Alors que la proposition de loi visant à combattre les propos haineux sur Internet a été enregistrée par l'Assemblée nationale le 6 mars dernier, le Conseil national du numérique (CNNum) a rendu un avis public, le jeudi 21 mars, dans lequel il s'inquiète des conséquences du texte sur les droits et libertés des individus. Même si l'organisme n'exerce qu'une activité de conseil, ses avis, rendus de manière indépendante, comptent aux yeux du gouvernement.
Des mesures ? Oui, mais dans le respect des droits et libertés
Tout en rappelant « son attachement à la lutte contre les contenus haineux », le Conseil national du numérique estime que le renforcement du droit en vigueur et les mesures tendant à responsabiliser davantage les plateformes doivent se faire « dans le respect des droits humains, des principes de nécessité et de proportionnalité » et doivent aussi « intégrer des recours effectifs » pour éviter d'éventuels abus.La proposition de loi portée par la députée LREM Laetitia Avia veut mettre fin à un manquement juridique en la matière. Outre une sanction pouvant aller jusqu'à 4 % du chiffre d'affaires annuel, elle pourrait exiger des réseaux sociaux de retirer tout contenu qui enfreint la loi dans un délai de 24 heures et renforcer les sanctions prononcées à la fois à l'encontre de la plateforme hébergeant le contenu et à l'encontre de l'auteur du contenu ou des propos.
Le CNNum milite pour une graduation des sanctions et un suivi des recours
Tout en insistant sur l'ambition salutaire des pouvoirs publics, le CNNum a identifié plusieurs enjeux dont ils doivent tenir compte. L'organisation invite notamment l'État à fournir des définitions claires s'agissant du caractère « manifestement » illicite d'une « incitation à la haine » ou d'une « injure. » Le Conseil national du numérique invite les pouvoirs publics à mettre en place un système de recours juste, afin que le manquement constaté puisse être sanctionné.Une graduation de la sanction et la veille à la conformité au droit européen sont aussi réclamées par le Conseil. Car la proposition de loi vient sanctionner lourdement toute inaction d'une plateforme et ne prévoit rien en cas d'excès de censure, « y compris pour des contenus légitimes ».
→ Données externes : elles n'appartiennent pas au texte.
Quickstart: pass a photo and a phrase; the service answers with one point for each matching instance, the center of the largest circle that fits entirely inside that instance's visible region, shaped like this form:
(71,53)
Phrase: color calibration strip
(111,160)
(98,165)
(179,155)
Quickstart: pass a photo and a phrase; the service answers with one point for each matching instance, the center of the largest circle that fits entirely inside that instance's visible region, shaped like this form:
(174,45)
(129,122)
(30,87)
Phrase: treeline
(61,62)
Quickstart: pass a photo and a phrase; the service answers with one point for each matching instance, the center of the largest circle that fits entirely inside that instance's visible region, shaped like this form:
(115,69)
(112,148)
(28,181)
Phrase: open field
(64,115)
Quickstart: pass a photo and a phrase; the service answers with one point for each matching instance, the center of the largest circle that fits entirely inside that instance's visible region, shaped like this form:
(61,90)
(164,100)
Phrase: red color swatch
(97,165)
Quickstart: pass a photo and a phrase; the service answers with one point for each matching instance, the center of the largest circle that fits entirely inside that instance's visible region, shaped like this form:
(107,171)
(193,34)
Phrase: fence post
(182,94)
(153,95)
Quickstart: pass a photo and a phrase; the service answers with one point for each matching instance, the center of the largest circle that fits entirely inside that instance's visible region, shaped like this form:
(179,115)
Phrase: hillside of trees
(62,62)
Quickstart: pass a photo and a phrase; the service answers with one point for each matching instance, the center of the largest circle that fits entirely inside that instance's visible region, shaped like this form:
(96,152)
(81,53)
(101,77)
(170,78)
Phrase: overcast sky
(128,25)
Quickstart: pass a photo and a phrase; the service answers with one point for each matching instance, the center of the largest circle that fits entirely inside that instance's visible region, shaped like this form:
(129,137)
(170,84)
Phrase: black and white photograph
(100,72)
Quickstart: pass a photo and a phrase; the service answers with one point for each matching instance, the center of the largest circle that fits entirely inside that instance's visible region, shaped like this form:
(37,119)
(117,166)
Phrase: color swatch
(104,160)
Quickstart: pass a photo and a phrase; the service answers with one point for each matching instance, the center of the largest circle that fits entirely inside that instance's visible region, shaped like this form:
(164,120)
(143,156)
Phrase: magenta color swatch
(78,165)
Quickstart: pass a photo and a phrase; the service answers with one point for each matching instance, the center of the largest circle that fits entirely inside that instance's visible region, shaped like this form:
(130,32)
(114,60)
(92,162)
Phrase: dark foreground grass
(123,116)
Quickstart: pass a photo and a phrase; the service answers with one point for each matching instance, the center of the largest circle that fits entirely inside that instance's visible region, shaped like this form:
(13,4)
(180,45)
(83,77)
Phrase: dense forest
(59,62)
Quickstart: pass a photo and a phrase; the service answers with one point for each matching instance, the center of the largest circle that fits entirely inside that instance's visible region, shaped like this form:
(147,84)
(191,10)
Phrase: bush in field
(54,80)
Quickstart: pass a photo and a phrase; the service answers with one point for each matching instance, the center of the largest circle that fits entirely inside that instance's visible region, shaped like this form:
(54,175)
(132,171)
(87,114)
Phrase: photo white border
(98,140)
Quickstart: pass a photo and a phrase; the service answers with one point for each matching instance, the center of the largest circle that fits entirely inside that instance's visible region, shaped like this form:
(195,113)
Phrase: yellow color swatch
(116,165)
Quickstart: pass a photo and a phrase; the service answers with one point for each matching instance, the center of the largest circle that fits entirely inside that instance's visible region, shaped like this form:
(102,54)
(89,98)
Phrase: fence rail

Une réglementation européenne, plutôt que de multiples législations nationales
Le CNNum redoute également que la mise en œuvre de « moyens technologiques proportionnés et nécessaires à un traitement dans les meilleurs délais des signalements reçus » n'encourage le recours à un filtrage automatisé par l'IA qui renforcerait l'impact des géants du numérique, déjà colossal.De manière générale, le CNNum s'inquiète de la multiplication des législations nationales, au détriment d'une réglementation harmonieuse européenne qui renforcerait la collaboration entre les États ainsi que l'efficacité des solutions, dans le respect des libertés et droits fondamentaux. Un parallèle pourrait d'ailleurs être fait sur ce sujet avec la taxe Gafa.